Wednesday, January 05, 2005

Deer Park Monastery, Escondido, CA

Dogma:
I need to be able to balance my critical mind with negativity. The critical mind is a good thing to have, the negativity is not. And if anyone told me that my critical mind is not a good thing to have, the cult-behavior red alerts should go off like smoke detectors any time I cook.

Exhortations that practitioners need to practice with a community is right at the doorstep of cult-like behavior. If they say you should practice with a community, that’s a little better, but not by a whole lot. First of all, I don’t like anyone telling me what I need. I also don’t like the suggestion that someone who practices alone is somehow inferior to people who find, have, and practice with a community. There definitely are benefits of practicing with a community, but I reject those value judgments. Besides, why should an individual need a community if the community doesn’t need the individual? I’ll need this community when it needs me, otherwise where’s the equanimity? I’m complete without a community, and anyone who tells me different is trying to sell me truth and love through tofu.

There is also a danger in the Five Mindfulness Trainings becoming dogmatic if not viewed critically. As I’ve mentioned, the Five Mindfulness Trainings are like precepts, but they aren’t proscriptions on behavior or commandments. They aren’t meant to be strictly “followed” and they are not “broken” if they aren’t followed. They are trainings in mindfulness, being mindful about life and living beings, the way we use speech, our consumption, sexual relations, and possessions and exploitation/social injustice. Actually, I think the Five Mindfulness Trainings are trainings in being critical, and the value in developing that critical mind is more important than the substance of the trainings which can easily fall into dogma.

There’s also a requirement that the Five Mindfulness Trainings be read or recited once a month, preferably with a community.
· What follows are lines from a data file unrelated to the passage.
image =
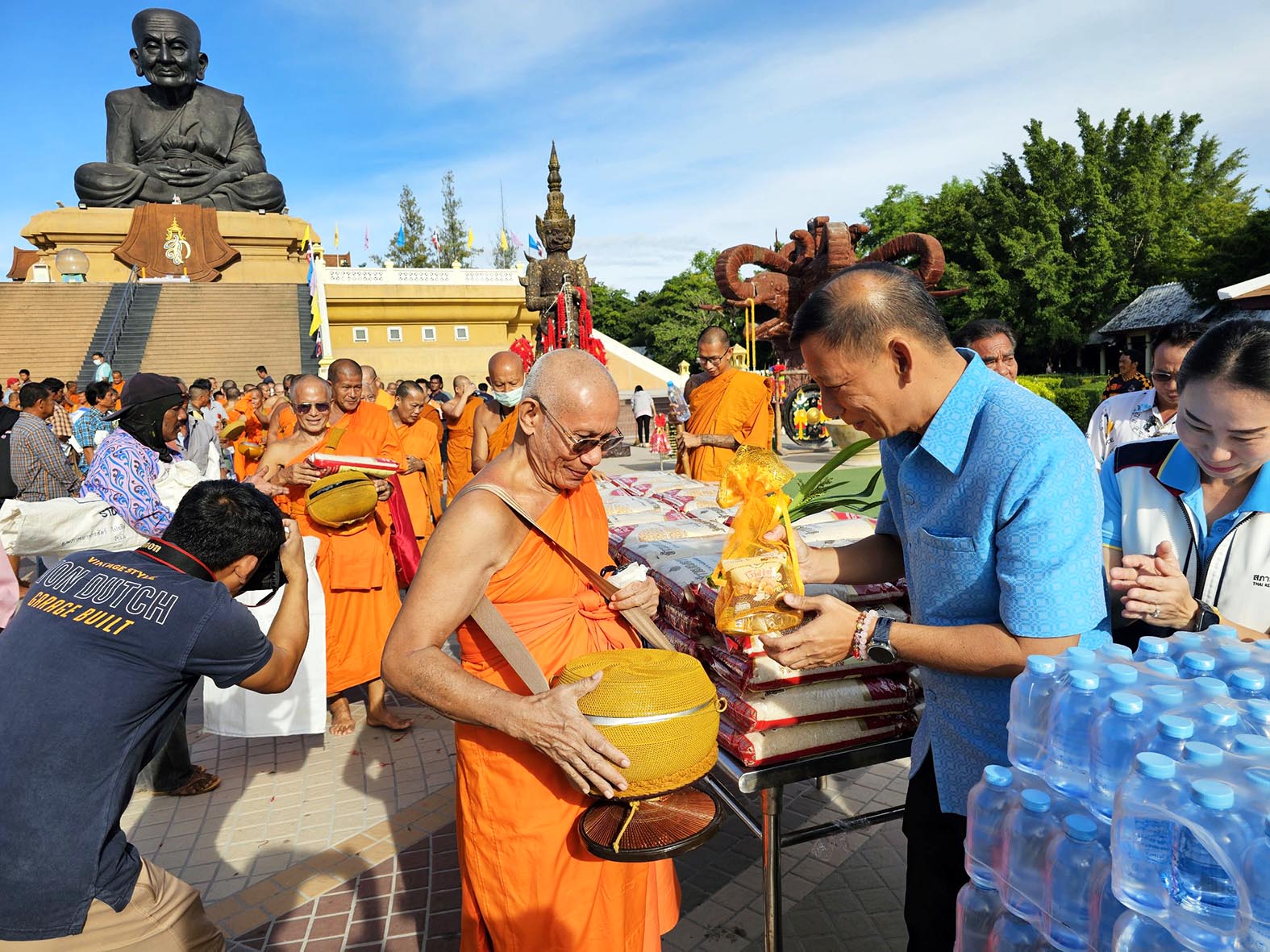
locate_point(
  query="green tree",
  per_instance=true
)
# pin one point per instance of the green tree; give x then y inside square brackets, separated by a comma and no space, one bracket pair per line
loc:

That encouragement of a community I think is reasonable, because for the Five Mindfulness Trainings, it’s a matter of support or there being a witness to impress the responsibility needed to take the trainings seriously and diligently (already the danger of falling into dogma). And the trainings absolutely must be read or recited once in three months or the transmission “is lost”. These requirements are about being mindful, more so than any ephemeral, ethereal, mystic “transmission”. Without this requirement nagging at you once a month or within three months, it’s easy to let them slip and forget about them. The substance in the transmission is more a skillful means to get people to treat them seriously.

I think once people have taken the Five Mindfulness Trainings and developed a critical mind about them and their function, they should be encouraged to refine the trainings to apply specifically to themselves and what they know about themselves that needs work. I even think much of the substance of the core mindfulness trainings can be ejected, as most people couldn’t follow them strictly anyway. Coming back to them every month or within three is more symbolic and ritualistic to re-energize the practice and training. Not to suggest they should totally be ejected except for symbolic, ritual value. They still have great substantive points which I think can help people if they can be mindful of them.

I’ve mentioned before that there’s an explicit training against alcohol in the one about consumption. I haven’t had a drink in the two months I’ve been at the monastery, I might go away for the three coming months and not have a drink, but I’m not going to say that I’m not going to. As I’ve mentioned, I take issue at that singling out of alcohol when unmindful fossil fuel consumption is a much bigger problem.

Now negativity is my specific issue that I need to train myself to be mindful about. To catch my negative trains of thought and not allowing them to harm others or myself. I could probably use the Five Mindfulness Trainings as a template to write out a whole mindfulness training on negative thinking and thoughts.